At odd hours of the day, just when the backyard was saturated by an ethereal vintage element of the sunset, the mind captured this seemingly insignificant scene for future memory, as in those films that portray trivial angles which evoke most reminiscent of thoughts, probing deep into human psyche.
At this insignificant hour, when time has become a standstill, a question flashes by, and it was the kind of question which for a moment sends one to lose every detail about oneself, such as the path one has been treading, the occasional self entitled identity one has been wearing, and even all the worries one has been carrying.
And so this question settles, immovable and stubbornly fixed.
If I could choose to be born again with the life I have lived until now, would I?
If the importance and worth of life were considered, it would seem to one that the obvious choice would be Yes. After all, it is a great fortune and privilege to be breathed life into body, to have the power to dream and experience. Compared to the myriad of people wishing to live longer with death by their bedside, it would almost seem offensive to some not to wish to be born again.
Equipped with a simplistic view, one can simply weigh the joy, happiness, or pleasurable aspects of their lives with the suffering, pain, loss, and grief moments, and make it simply a matter of which outweighs.
However, it still remains a conundrum to choose not to be the victor of the race upon conception among millions of possibilities, given that one has experienced much more joyful moments than sad ones, compelling to formulate another question, then why still not choose?
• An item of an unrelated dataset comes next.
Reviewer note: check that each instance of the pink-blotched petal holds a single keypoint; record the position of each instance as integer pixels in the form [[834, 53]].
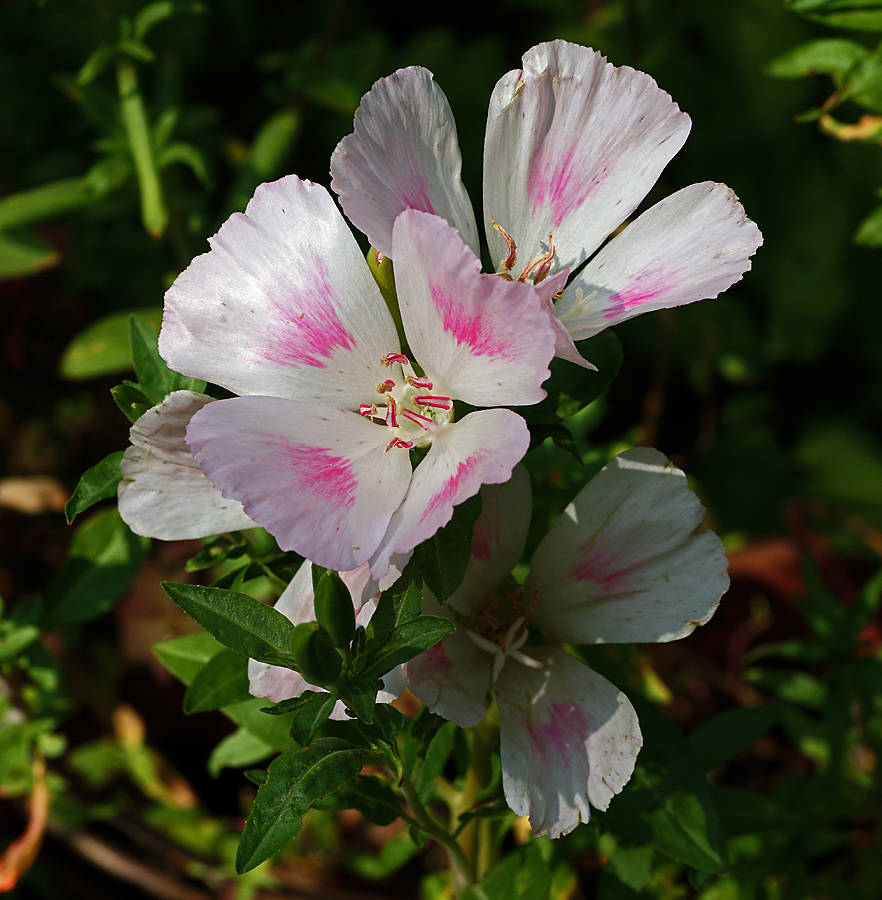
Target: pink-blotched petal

Would the most successful known lives, glorified as legends bestowed on earth, choose to be live the same life, given the chance?
Although no one might ever know, it would seem too hasty of a decision to assume the former, simply for the appearance that their lives were much more fruitful, inspiring, or worthy of emulating.
If narrowed to a single perspective first, a widespread, brashly common quote rings in my mind:
What you wont know wont hurt you.
If one has never known life, perhaps that would be the greatest gift, or the most tragic curse, that could ever be imprinted on the history of souls, in potentiality or in actuality.